Я постучала. Казалось, прошла вечность, прежде чем Паула открыла дверь. Она улыбалась, немножко нервно.
– Входи, – сказала она.
Я снова села в мягкое кресло с высокой спинкой.
Она встала за ним и положила ладони мне на лоб. Время остановилось.
Я поняла, что счастье – это состояние полного покоя. Никаких тебе исканий, никакой потребности занять свое время. Мгновения бесконечны, дни подобны безбрежным океанам. Комната, в которой ты сидишь со своей возлюбленной, становится вселенной.
И я поняла, что об этом не говорят вслух. Просто нет такой необходимости. И у вас нет слов. Вы в силах произносить лишь одну фразу. И на самом деле должны повторять снова и снова. Ее от вас требуют, она рвется из вас. И всякий раз выливается в торжествующий крик, в нежность, потрясающую вас до глубины души, в акт полного подчинения. Вы должны повторять ее снова и снова. Но слова обжигают.
Состояние покоя? Я поняла, что любовь – ураган. Любовь – такая мука, что непонятно, как рассудок выдерживает. Это дыба, это бездна. Я говорю о любви взаимной.
Так где же покой? В самом сердце любви.

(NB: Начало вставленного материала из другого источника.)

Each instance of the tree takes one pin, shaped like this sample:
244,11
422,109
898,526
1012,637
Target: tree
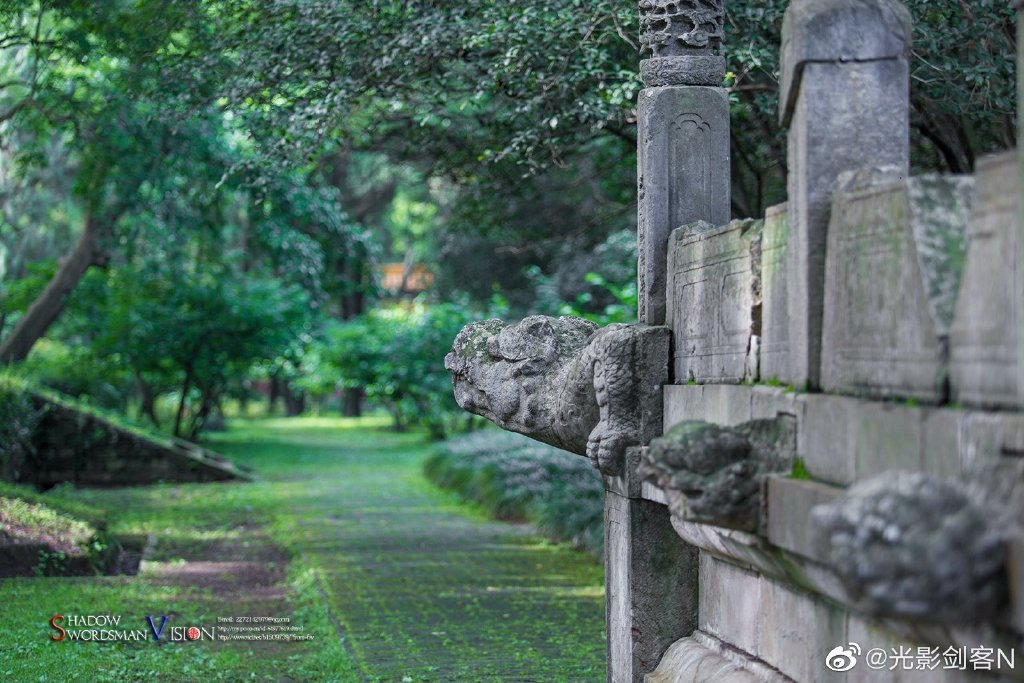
78,73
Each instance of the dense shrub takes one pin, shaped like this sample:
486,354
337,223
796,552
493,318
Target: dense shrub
396,356
516,478
18,419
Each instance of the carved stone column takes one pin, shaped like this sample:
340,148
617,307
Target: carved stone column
650,579
683,119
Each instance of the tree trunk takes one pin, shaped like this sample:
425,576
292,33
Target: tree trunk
272,392
147,403
185,386
48,305
351,406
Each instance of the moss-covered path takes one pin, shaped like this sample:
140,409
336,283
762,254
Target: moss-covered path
392,579
420,588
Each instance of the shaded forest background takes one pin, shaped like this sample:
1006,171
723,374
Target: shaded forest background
199,199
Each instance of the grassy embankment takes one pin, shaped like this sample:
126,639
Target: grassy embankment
343,535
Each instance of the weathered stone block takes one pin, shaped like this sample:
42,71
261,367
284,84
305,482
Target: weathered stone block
714,301
894,260
1015,555
912,546
986,344
767,401
718,403
683,177
989,436
714,474
787,629
788,507
845,439
701,657
940,442
800,629
565,382
650,586
774,360
731,603
845,93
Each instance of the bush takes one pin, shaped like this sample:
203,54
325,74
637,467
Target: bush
396,356
513,477
18,420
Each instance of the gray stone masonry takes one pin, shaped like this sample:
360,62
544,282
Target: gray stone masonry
565,382
702,657
650,586
683,40
1015,550
715,301
774,361
683,177
986,360
714,474
788,504
893,267
845,97
912,546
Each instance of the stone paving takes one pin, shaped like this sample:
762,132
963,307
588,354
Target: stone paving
420,587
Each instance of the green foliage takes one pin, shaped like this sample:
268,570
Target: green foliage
199,331
25,520
514,477
18,420
80,372
396,356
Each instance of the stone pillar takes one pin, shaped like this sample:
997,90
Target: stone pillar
1020,174
683,137
650,580
845,97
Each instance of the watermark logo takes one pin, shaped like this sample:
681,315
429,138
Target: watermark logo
843,658
902,657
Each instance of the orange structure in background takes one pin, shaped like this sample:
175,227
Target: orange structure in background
402,280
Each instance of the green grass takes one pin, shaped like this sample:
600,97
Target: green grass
514,477
397,580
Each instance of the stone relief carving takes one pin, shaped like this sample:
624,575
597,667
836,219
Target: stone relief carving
672,28
912,546
565,382
713,474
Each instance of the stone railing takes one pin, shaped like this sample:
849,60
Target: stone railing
842,422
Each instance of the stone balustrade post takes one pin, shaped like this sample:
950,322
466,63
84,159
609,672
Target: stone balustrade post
845,98
683,136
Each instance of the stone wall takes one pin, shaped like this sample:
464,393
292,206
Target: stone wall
840,474
881,315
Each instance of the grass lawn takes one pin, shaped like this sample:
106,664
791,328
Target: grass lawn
395,580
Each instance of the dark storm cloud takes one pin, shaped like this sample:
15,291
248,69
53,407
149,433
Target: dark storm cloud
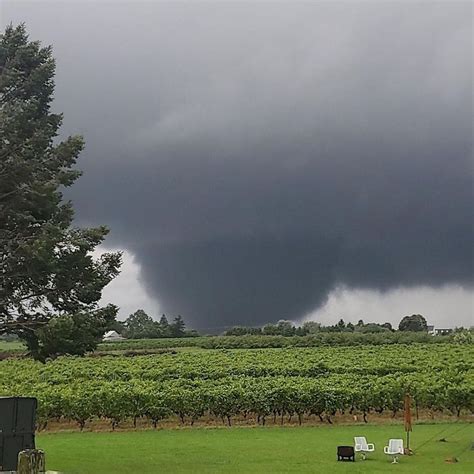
252,157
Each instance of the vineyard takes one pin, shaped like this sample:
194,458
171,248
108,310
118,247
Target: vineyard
262,342
265,384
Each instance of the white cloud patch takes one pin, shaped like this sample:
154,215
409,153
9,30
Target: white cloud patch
447,306
127,291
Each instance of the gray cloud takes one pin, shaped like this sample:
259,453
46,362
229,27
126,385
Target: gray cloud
254,157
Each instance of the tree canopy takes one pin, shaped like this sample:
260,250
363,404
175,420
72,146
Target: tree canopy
46,265
415,322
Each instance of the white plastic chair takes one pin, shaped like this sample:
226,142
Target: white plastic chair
361,446
394,448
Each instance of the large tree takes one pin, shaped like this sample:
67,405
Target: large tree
415,322
46,266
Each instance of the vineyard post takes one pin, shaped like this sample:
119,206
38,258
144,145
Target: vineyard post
408,426
31,461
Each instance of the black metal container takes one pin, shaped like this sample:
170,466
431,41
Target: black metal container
17,429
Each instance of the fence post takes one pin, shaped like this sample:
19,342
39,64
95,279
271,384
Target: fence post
31,461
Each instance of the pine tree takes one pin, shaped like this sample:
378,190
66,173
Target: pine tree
46,267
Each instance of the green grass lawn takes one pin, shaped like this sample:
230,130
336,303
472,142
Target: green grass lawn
255,450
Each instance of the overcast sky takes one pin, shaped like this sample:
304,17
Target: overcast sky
262,161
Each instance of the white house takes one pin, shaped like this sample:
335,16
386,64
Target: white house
112,336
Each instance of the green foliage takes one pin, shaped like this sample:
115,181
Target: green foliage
74,334
46,266
415,322
141,326
463,336
227,383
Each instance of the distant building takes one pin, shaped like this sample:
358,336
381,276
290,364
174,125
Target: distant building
112,336
439,331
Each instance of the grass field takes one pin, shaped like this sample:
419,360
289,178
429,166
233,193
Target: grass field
256,450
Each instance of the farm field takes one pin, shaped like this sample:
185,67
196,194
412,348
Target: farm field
256,450
228,386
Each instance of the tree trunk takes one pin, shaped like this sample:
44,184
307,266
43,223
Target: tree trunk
31,461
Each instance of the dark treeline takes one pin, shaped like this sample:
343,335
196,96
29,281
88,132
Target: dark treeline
140,325
415,323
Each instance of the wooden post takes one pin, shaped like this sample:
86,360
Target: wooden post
31,461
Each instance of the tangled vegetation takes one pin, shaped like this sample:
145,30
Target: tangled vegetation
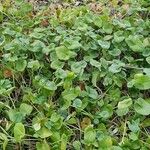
75,78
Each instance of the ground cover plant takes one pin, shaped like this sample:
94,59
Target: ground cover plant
75,77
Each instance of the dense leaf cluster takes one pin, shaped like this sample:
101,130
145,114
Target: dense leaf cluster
75,78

И порой вы пребываете в самом сердце любви, а иногда вас подхватывает ураган.
Глава двадцать третья
Мы находимся недалеко от Любека – над крохотной территорией Рейха, до сих пор удерживаемой войсками Дёница, – когда мотор «бюкера» снова начинает кашлять.
Стрелка топливного расходомера стоит на нуле. Причем уже довольно давно.
Я сбрасываю скорость и опускаю закрылки. Двигатель глохнет на высоте трех метров. Самолет тряско прыгает по земле.
Мы совершили посадку на небольшой вересковой пустоши. Я помогаю генералу выбраться из кабины и иду заглянуть в топливный бак. Там пусто, дальше некуда.
– Что ж, – говорит генерал, – полагаю, нам придется добираться пешком.